He has truly earned our respect.
ESPN: Mitch Kupchak always seems to be in the right place at the right time. At least that’s the common misconception about the Los Angeles Lakers general manager who never gets credit for not only maintaining a championship team for three years but for rebuilding a new one three years later.
Kupchak is the quiet, unassuming player at the poker table — never getting too aggressive or taking big risks yet always seems to end up with all the chips in the end.
When he traded for Pau Gasol two years ago, he was called a thief. When he drafted 17-year-old Andrew Bynum five years ago, he was called crazy and, after Bynum slowly developed into one of the best centers in the NBA, he was called lucky. When he replaced fan-favoriteTrevor Ariza with Ron Artest last year, he was called foolish and, when Artest proved to be the hero in Game 7 of the NBA Finals, he was called fortunate.
Call him whatever you want but Kupchak, more often than not, has been right since taking over for Jerry West a decade ago.
While general managers around the NBA throw $120 million contracts at the likes of Joe Johnson, Kupchak quietly re-signed Kobe Bryant and Pau Gasol to contract extensions this past season. Both moves, by the way, were announced via nondescript afternoon press releases as opposed to a prime-time special.

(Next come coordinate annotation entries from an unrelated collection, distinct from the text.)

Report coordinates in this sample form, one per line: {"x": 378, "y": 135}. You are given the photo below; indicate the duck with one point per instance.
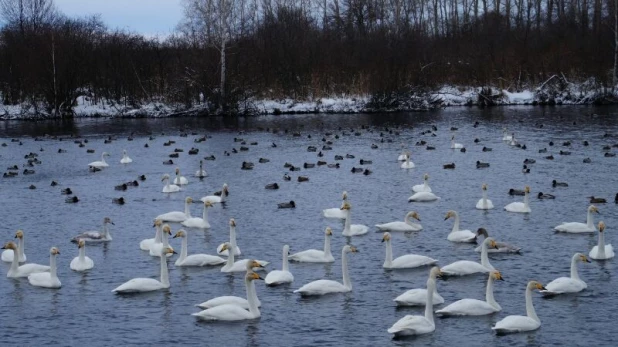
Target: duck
{"x": 142, "y": 285}
{"x": 8, "y": 254}
{"x": 350, "y": 229}
{"x": 81, "y": 262}
{"x": 323, "y": 287}
{"x": 283, "y": 276}
{"x": 503, "y": 247}
{"x": 96, "y": 236}
{"x": 16, "y": 270}
{"x": 516, "y": 324}
{"x": 484, "y": 203}
{"x": 424, "y": 187}
{"x": 601, "y": 251}
{"x": 520, "y": 207}
{"x": 169, "y": 188}
{"x": 457, "y": 235}
{"x": 406, "y": 261}
{"x": 474, "y": 307}
{"x": 567, "y": 285}
{"x": 315, "y": 255}
{"x": 178, "y": 216}
{"x": 194, "y": 259}
{"x": 418, "y": 325}
{"x": 47, "y": 279}
{"x": 125, "y": 158}
{"x": 467, "y": 267}
{"x": 406, "y": 225}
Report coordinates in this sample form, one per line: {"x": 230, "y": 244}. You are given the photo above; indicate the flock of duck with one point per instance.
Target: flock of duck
{"x": 231, "y": 308}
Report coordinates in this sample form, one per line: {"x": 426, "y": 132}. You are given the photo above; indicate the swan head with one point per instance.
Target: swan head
{"x": 386, "y": 237}
{"x": 10, "y": 245}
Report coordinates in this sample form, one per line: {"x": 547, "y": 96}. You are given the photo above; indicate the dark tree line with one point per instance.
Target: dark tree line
{"x": 226, "y": 52}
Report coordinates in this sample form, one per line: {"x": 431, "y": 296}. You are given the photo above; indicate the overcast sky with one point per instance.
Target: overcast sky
{"x": 148, "y": 17}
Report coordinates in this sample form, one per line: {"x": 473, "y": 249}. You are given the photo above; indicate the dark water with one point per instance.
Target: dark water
{"x": 84, "y": 311}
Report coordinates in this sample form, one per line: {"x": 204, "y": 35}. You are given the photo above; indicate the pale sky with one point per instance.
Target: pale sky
{"x": 147, "y": 17}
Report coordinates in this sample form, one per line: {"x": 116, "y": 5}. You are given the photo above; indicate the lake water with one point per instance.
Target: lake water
{"x": 85, "y": 312}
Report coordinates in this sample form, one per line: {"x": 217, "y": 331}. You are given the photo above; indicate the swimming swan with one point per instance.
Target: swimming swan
{"x": 194, "y": 259}
{"x": 16, "y": 271}
{"x": 520, "y": 207}
{"x": 229, "y": 312}
{"x": 81, "y": 262}
{"x": 140, "y": 285}
{"x": 474, "y": 307}
{"x": 564, "y": 285}
{"x": 601, "y": 250}
{"x": 283, "y": 276}
{"x": 577, "y": 227}
{"x": 315, "y": 255}
{"x": 417, "y": 325}
{"x": 529, "y": 322}
{"x": 406, "y": 261}
{"x": 322, "y": 287}
{"x": 47, "y": 279}
{"x": 7, "y": 255}
{"x": 457, "y": 235}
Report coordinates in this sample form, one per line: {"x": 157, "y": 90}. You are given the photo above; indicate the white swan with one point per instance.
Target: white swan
{"x": 283, "y": 276}
{"x": 96, "y": 236}
{"x": 140, "y": 285}
{"x": 455, "y": 145}
{"x": 101, "y": 163}
{"x": 315, "y": 255}
{"x": 474, "y": 307}
{"x": 233, "y": 245}
{"x": 47, "y": 279}
{"x": 529, "y": 322}
{"x": 405, "y": 261}
{"x": 484, "y": 203}
{"x": 422, "y": 187}
{"x": 503, "y": 247}
{"x": 350, "y": 229}
{"x": 565, "y": 285}
{"x": 125, "y": 158}
{"x": 467, "y": 267}
{"x": 457, "y": 235}
{"x": 201, "y": 173}
{"x": 25, "y": 270}
{"x": 321, "y": 287}
{"x": 180, "y": 180}
{"x": 601, "y": 250}
{"x": 408, "y": 164}
{"x": 577, "y": 227}
{"x": 7, "y": 255}
{"x": 194, "y": 259}
{"x": 417, "y": 325}
{"x": 233, "y": 300}
{"x": 177, "y": 216}
{"x": 169, "y": 188}
{"x": 155, "y": 249}
{"x": 214, "y": 199}
{"x": 146, "y": 244}
{"x": 520, "y": 207}
{"x": 241, "y": 265}
{"x": 81, "y": 262}
{"x": 336, "y": 212}
{"x": 197, "y": 222}
{"x": 406, "y": 225}
{"x": 229, "y": 312}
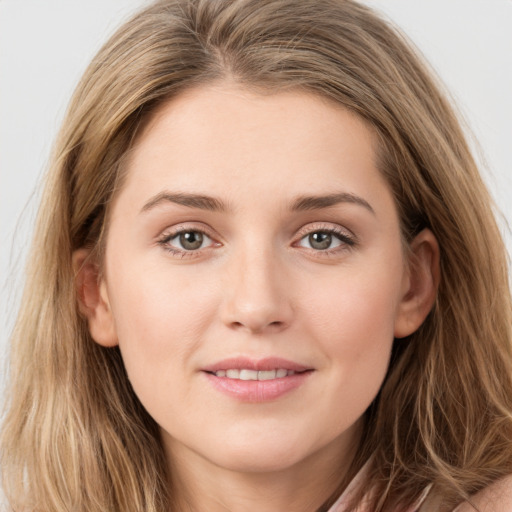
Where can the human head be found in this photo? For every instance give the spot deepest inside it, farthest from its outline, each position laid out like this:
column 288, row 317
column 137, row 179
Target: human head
column 338, row 50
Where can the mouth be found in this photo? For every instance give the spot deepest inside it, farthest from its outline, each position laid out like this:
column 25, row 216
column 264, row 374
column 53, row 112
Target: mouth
column 247, row 374
column 257, row 381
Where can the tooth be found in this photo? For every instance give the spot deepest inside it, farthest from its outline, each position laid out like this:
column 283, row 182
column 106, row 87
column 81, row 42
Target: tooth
column 266, row 375
column 248, row 375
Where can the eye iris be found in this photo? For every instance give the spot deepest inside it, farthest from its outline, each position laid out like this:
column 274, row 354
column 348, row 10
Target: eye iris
column 320, row 240
column 191, row 240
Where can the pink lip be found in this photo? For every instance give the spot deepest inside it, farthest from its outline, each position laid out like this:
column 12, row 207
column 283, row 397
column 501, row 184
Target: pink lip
column 254, row 390
column 268, row 363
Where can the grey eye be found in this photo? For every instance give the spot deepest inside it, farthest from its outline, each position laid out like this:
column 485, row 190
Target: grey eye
column 189, row 240
column 321, row 240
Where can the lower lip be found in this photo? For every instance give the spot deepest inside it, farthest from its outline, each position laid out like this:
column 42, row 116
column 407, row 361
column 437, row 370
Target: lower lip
column 258, row 390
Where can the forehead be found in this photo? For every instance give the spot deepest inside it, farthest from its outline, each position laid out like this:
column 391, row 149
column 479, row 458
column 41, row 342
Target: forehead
column 224, row 139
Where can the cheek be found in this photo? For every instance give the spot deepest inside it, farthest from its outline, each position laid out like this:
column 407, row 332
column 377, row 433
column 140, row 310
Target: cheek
column 159, row 321
column 353, row 323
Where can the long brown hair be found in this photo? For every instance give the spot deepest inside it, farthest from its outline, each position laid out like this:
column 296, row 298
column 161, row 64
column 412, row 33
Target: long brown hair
column 75, row 437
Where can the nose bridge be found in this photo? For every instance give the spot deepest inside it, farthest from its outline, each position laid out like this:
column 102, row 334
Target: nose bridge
column 256, row 298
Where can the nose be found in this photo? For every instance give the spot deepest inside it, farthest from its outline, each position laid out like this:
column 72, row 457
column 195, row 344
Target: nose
column 256, row 294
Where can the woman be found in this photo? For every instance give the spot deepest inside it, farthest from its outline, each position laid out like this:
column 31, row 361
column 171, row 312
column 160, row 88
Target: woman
column 271, row 279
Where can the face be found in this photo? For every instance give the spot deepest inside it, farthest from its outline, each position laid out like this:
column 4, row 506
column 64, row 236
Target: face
column 254, row 276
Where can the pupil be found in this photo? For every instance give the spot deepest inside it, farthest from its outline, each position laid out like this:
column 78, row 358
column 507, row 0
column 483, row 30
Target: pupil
column 191, row 240
column 320, row 240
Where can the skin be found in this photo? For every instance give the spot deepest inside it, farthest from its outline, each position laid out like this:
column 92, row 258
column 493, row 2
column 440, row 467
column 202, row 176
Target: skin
column 256, row 288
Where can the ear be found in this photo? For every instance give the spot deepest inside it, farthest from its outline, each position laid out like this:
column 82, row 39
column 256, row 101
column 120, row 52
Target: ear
column 93, row 299
column 420, row 284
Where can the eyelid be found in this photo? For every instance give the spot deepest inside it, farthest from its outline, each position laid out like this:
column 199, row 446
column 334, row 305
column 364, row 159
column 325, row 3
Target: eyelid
column 346, row 236
column 172, row 232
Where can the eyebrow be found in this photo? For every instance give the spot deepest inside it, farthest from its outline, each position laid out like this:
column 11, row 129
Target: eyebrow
column 304, row 203
column 209, row 203
column 191, row 200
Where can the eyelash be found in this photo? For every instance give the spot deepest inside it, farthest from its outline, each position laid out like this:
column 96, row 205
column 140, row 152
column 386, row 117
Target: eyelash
column 347, row 241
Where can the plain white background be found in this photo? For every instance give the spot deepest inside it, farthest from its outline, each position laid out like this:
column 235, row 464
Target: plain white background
column 46, row 44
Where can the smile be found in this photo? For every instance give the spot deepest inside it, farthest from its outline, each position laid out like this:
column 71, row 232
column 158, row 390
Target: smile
column 262, row 380
column 246, row 374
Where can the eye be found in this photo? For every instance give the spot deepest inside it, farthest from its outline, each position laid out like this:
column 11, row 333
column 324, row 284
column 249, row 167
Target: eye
column 326, row 240
column 186, row 241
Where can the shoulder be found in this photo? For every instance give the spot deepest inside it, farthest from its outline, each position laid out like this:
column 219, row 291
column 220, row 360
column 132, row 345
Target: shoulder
column 495, row 498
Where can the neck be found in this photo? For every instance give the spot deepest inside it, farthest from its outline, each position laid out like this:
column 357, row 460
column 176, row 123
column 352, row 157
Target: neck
column 199, row 484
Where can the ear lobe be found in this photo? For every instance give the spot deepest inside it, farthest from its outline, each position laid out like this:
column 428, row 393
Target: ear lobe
column 93, row 300
column 420, row 284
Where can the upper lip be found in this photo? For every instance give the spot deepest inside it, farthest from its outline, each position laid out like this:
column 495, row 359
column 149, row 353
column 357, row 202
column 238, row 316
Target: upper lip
column 265, row 364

Few front office executives know the NBA landscape as well as Kupchak, who played for the Washington Bullets and the Lakers from 1976-1986 and joined the Lakers’ front office upon retirement in 1986. You’ll never see Kupchak overpay for a player or bid against himself for a player. He knows the market too well. He knows how much a player can get and knows what it will take to get him.
Try to bluff Kupchak all you want but chances are he’ll call you out and make you pay in the end.